Con Vera no, con lei avrebbe cucinato piatti robusti e bevuto rossi corposi: i suoi capelli neri e la sensuale
carnagione olivastra si sarebbero abbinati ad una amatriciana grassa di guanciale e sugo, ad una parmigiana
di melanzane … doveva solo liberarsi degli ultimi scrupoli e chiudere la vecchia relazione senza futuro e
stava per farlo. “È stato bello finché è durato sai, non ti dimenticherò”…
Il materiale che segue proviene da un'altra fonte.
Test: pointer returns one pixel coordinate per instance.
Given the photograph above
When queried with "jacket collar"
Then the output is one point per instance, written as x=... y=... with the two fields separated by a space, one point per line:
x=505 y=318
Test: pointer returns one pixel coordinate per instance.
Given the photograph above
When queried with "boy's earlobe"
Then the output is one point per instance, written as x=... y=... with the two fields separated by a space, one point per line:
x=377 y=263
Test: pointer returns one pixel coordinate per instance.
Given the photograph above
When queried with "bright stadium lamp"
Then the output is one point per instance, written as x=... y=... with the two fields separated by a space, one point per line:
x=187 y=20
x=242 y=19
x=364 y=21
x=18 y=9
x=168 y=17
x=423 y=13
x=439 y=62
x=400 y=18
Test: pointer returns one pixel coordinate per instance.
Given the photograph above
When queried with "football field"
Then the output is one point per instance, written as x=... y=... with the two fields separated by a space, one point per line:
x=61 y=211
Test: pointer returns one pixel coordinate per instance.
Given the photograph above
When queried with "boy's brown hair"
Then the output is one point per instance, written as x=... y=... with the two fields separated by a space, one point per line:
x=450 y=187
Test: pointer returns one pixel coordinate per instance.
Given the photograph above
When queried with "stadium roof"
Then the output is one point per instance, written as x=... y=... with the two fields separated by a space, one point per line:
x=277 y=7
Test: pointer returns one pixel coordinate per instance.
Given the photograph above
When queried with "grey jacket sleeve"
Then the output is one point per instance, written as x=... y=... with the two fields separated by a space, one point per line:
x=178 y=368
Nina era una donna puntuale, questo pregio gli consentiva di preparare tutto senza il timore di sbagliare i
tempi, avrebbe suonato alla porta a momenti. Nel buio del soggiorno risuonò invece il cellulare, la suoneria
dei messaggi. “Non credo ci sia molto da aggiungere all’altra notte. Sei un pessimo attore o forse sei già così
lontano da me ormai da non riuscire neanche più a giocare col sesso. Stacchiamo la spina a questa storia
agonizzante e risparmiamoci l’epilogo. N.” Fabio lesse e sorrise: non fu particolarmente sorpreso dalla
trovata di Nina, ne aveva amato la grande ma un po’ fredda razionalità, non gli dispiacque nemmeno di
averle lasciato l’ultima scena, l’importante era che comunque tutto finisse lì senza strascichi. Tutto
sommato avrebbe evitato qualche battuta pungente di Nina, ne era capace, anche se non avrebbe mai
fatto scenate. Con Vera sarebbe stato diverso: umorale e lunatica lo intrigava con la sua femminile
incoerenza.
Versò un po’ d’acqua bollente nel lavello. Dimezzò gli spaghetti da cuocere. Tappò la Vernaccia e la rimise
in frigo. Ripassò le dita sulle bottiglie in fresco e scelse un novello per la sua cena.